Una folla di cittadini e personalità politiche venute da ogni dove hanno atteso davanti al Duomo di San Giorgio l'arrivo del feretro dell'ex presidente della Regione siciliana Peppe Drago, morto mercoledì scorso per un male incurabile. Tutti in un silenzio assordante per salutare un grande uomo che sarà ricordato come un "fuoriclasse" della politica. Poi l'ingresso nel Duomo, già gremito di amici e parenti, per la cerimonia funebre tenuta da don Giovanni Stracquadanio insieme a don Enzo La Porta, cappuccino palermitano. Un cerimonia sobria ed emozionante che ha messo in evidenza Peppe come uomo semplice. In particolare è stato don Enzo ad evidenziarne tale aspetto. "Ho conosciuto Peppe - ha detto don Enzo - quando ha saputo della malattia. E' venuto a cercarmi ed abbiamo parlato. Poi ho visto i suoi occhi riempirsi di lacrime ed ho capito che non erano legate a un pentimento ma solo alla sua crescita da uomo. Da quel giorno ci siamo sempre visti. Veniva a trovarmi spesso e quando non poteva farlo ci andavo io.
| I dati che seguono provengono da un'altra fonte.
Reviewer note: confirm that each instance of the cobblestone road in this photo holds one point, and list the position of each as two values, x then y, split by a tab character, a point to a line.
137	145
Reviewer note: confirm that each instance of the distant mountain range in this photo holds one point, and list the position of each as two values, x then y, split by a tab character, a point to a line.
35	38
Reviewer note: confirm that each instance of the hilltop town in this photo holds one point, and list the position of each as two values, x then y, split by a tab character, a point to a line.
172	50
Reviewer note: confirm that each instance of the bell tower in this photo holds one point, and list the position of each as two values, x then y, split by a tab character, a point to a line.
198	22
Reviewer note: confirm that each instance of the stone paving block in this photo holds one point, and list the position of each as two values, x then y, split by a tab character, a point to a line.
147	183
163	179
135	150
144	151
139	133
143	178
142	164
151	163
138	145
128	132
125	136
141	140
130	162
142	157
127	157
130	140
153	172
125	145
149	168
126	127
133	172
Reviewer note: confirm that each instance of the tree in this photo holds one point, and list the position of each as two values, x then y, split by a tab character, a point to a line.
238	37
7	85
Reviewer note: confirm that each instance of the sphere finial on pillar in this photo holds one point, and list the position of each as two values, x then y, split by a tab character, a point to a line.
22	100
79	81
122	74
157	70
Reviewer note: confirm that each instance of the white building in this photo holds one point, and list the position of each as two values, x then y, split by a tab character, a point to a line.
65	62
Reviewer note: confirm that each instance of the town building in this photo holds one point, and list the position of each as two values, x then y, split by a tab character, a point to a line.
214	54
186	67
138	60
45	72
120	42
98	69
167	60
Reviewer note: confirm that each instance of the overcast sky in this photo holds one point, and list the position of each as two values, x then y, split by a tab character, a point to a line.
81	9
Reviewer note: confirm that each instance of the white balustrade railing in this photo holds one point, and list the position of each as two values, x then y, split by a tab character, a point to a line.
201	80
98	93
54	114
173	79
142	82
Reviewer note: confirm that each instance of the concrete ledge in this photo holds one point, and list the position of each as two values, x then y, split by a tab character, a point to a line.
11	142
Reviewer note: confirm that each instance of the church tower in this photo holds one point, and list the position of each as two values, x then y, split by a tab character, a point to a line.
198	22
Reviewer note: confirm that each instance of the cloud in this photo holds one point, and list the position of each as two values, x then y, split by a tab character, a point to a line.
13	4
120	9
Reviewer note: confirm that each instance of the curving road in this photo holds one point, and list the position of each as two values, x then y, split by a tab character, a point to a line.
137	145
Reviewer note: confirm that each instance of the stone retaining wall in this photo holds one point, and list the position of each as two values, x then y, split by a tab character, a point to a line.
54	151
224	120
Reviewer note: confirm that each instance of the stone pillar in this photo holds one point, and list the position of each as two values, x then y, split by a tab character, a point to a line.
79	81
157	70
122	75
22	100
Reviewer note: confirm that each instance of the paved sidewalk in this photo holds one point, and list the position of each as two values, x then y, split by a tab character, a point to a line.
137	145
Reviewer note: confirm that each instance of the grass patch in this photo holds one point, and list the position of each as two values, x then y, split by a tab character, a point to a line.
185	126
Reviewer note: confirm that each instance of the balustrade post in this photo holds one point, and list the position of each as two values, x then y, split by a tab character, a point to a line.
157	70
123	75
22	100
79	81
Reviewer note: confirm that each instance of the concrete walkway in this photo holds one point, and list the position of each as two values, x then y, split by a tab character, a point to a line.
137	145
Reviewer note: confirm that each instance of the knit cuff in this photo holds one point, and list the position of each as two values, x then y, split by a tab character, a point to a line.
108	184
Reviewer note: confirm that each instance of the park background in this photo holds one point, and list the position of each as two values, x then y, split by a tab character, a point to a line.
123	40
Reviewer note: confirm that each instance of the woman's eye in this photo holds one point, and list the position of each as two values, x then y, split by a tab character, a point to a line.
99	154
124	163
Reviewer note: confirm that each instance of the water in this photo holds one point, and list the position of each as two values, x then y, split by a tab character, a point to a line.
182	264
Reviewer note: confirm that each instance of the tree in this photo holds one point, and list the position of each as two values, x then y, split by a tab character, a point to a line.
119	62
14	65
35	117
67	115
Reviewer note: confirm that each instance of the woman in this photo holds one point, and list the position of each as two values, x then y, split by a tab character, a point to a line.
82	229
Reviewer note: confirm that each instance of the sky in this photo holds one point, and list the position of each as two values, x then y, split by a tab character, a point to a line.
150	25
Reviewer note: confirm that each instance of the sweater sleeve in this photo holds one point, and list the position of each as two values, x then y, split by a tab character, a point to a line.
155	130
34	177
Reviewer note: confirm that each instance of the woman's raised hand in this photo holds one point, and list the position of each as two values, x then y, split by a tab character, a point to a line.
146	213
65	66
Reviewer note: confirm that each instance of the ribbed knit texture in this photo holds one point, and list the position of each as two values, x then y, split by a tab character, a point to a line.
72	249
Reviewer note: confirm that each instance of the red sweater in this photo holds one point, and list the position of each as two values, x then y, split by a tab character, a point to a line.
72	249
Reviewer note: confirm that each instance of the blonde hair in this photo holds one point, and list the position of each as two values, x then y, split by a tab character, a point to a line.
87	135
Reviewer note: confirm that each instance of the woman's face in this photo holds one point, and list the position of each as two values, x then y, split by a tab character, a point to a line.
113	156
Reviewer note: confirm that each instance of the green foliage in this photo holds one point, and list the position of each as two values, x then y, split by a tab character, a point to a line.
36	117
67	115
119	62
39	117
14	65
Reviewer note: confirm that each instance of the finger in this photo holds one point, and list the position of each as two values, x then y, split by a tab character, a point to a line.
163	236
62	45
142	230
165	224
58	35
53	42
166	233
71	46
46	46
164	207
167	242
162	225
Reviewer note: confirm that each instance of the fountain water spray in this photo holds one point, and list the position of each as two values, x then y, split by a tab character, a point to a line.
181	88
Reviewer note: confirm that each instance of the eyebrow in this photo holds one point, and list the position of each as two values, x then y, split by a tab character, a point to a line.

Lui mi diceva che parlare con me lo faceva stare bene. Peppe adesso ci guarda dall'eternità". Prima dell'uscita del feretro dalla chiesa la figlia Giuliana ha ricordato alcuni insegnamenti del padre. "Ci hai insegnato - ha detto Giuliana - che nulla è dovuto e che dobbiamo lottare per raggiungere i nostro obiettivi. Tu lo hai fatto sempre anche quando hai saputo della malattia. Grazie a tutti, grazie per esserci stati e per essere qui oggi con noi". Anche Fabio Granata ha ricordato quanto ha fatto Peppe per la sua Siclia e per aver dato vita al progetto del Sud-Est. Il feretro poi è stato accompagnato all'uscita dalla chiesa da un forte applauso e dal picchetto d'onore della Polizia municipale. Applauso ripeturo più volte nel corso del corte lungo corso San Giorgio e fino al piazzale Falcone-Borsellino.